Long-term rice rotation, tillage, and fertility effects on near-surface chemical properties in a silt-loam soil

A majority of the rice (Oryza sativa L.) produced in the United States occurs on alluvial soils in the lower Mississippi River Valley, lower coastal plains of Louisiana and Texas, and in the Sacramento River Valley of California. Rice is a staple grain of global importance, so ensuring the sustainability of rice production systems is vital to feeding the world’s population and protecting economic livelihoods.

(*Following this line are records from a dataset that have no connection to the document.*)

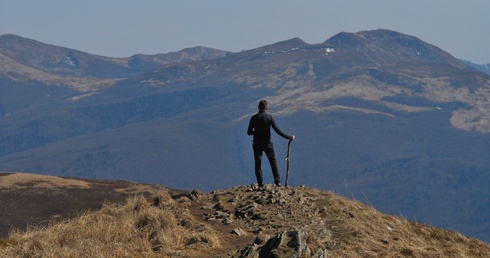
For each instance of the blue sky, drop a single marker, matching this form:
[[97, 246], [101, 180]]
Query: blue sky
[[121, 28]]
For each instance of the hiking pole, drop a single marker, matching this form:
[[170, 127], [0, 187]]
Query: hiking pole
[[287, 160]]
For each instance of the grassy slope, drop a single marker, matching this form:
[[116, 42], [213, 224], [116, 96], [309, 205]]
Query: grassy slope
[[200, 225]]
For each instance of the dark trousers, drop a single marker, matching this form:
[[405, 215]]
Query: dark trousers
[[268, 149]]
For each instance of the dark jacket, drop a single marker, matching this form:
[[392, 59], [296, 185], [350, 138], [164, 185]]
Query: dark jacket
[[260, 127]]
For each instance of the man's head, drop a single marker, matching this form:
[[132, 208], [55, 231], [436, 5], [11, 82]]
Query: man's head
[[263, 105]]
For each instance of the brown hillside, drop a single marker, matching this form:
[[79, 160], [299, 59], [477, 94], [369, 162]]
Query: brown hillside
[[241, 222], [35, 200]]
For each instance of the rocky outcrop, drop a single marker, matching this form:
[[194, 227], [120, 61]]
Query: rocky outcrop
[[289, 243]]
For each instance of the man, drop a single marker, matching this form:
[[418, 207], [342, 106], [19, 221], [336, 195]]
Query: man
[[260, 127]]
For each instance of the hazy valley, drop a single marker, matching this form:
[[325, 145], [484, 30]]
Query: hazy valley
[[381, 117]]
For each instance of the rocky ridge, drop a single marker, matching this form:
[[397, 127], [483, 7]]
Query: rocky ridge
[[306, 222]]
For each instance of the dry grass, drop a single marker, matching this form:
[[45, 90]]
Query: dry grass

Therefore, a study was conducted at the Rice Research and Extension Center near Stuttgart, Arkansas to evaluate the long-term effects of rice-based crop rotations [with corn (Zea mays L.), soybean (Glycine max L.), and winter wheat (Triticum aestivum L.)], tillage (conventional and no-tillage), and soil fertility treatments (optimal and sub-optimal) after 11 years (1999–2010) on soil organic matter (SOM) content, soil pH, and Mehlich-3 extractable nutrient contents in the top 10 cm of a Dewitt silt loam (fine, smectitic, thermic, Typic Albaqualf). Results revealed increases in SOM (9–14 %) and extractable Mn (68–220 %), Fe (82 %), and Na (37–76 %) contents in most tillage–fertility–rotation treatments over time. Soil P (fourfold to eightfold) and K (twofold to threefold) contents increased in rotations with wheat and soil pH (9 %) increased under sub-optimal fertility. In contrast, extractable Ca (22 %), S (30 %), and Cu (27 %) contents decreased over time in all treatment combinations and Zn (twofold) contents decreased under continuous rice. Understanding the decadal effects field management practices have on soil chemical properties will provide insight into the longer-term economic and environmental sustainability of rice-based cropping systems.